Hiding in plain sight - Mount namespaces

Hiding in plain sight - Mount namespaces
Photo by Fejuz

Introduction

The following post explores a relatively unknown technique on Linux offering the ability to conceal artifacts on the filesystem with an exceptional level of stealth. We will explore how mount namespaces can be (ab)used to:

  • Conceal files from all users on a host (including the root user)
  • Process masquerading with the process image never touching a physical disk
  • Prevent file activity and command logging from a bash shell
  • Performing all the above as both privileged and unprivileged users

The second part of the post explores mitigation and detection strategies. Defenders may want to pay attention - despite the lack of public references, the underlying concept is not exactly new - the ab(use) of mount namespaces to conceal artifacts has been observed in the wild.

A namespace is the the mechanism made available on the Linux kernel (since 2008) which provides support for the isolation of of resources between processes. Namespaces are commonly associated to 'containers', although in modern Linux distributions, systemd makes good use of them. No container runtime is needed to use namespaces. For further reading on the topic, see this post.

The examples described in this post all share a deceptively simple method:

  • Enter (or create a new) mount namespace
  • Mount a tmpfs filesystem over an arbitrary path

Files written to the new isolated tmpfs mount is concealed from all users while avoiding touching physical volumes (hindering disk acquisition). Let's coin a term for this technique - creating a stashspace.

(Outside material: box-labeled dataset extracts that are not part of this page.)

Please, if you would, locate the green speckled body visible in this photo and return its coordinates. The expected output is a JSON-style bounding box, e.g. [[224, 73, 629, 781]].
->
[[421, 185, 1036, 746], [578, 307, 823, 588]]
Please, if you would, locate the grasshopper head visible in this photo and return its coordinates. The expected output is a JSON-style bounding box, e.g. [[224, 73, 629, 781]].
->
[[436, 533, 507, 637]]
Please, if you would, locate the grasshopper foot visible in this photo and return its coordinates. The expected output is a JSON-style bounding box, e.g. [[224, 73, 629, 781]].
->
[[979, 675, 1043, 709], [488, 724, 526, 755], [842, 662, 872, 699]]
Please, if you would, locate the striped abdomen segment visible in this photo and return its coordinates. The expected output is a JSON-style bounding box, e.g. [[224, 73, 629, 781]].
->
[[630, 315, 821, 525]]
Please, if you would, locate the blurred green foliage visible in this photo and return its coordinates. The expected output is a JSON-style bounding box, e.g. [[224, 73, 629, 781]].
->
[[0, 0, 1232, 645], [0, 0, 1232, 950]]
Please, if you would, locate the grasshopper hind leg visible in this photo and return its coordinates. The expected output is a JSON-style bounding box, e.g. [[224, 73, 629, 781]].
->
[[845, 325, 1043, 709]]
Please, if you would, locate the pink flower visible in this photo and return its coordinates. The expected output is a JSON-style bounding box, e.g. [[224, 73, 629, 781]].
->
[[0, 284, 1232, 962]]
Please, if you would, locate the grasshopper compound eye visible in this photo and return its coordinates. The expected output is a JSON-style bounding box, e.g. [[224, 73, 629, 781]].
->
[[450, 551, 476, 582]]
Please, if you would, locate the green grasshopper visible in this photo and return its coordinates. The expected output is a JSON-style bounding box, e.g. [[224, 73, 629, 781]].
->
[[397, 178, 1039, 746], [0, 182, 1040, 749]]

Another use for a stashspace is to masquerade a malicious process as a legitimate program while remaining 'fileless'. Here a binary is executed from an isolated tmpfs volume that mirrors that of a legitimate running process. This method of 'process masquerading' is arguably superior to methods described in prior posts in this 'hiding in plain sight' series:

Part 1 - Modifying process names in UNIX-like systems
Part 2 - Abusing the dynamic linker

We are not limited to tmpfs mounts of course. The use of bind mounts can be used to temporarily 'overwrite' files from within a mount namespace. This can be used for the means of preventing processes touching files on the filesystem. An example of this would be preventing bash invoked in a reverse shell from reading system files, leaving forensic marks from updated access times.

Hiding within an existing namespace

The first example is the most simple: Here we assume a box has been compromised with root privileges. A mount namespace, different from the 'default' one that users of the host are using is chosen. systemd offers a few - anything except /sbin/init's mount namespace will do:

NetworkManager (504) is chosen. We migrate the current process (bash) into NetworkManager's mount namespace:

root@debian:/home/debian# nsenter -t 504 --mount
root@debian(NS):/# 

(For clarity, 'NS' has been added to PS1 to differentiate between the attacker shell and a legitimate user's shell)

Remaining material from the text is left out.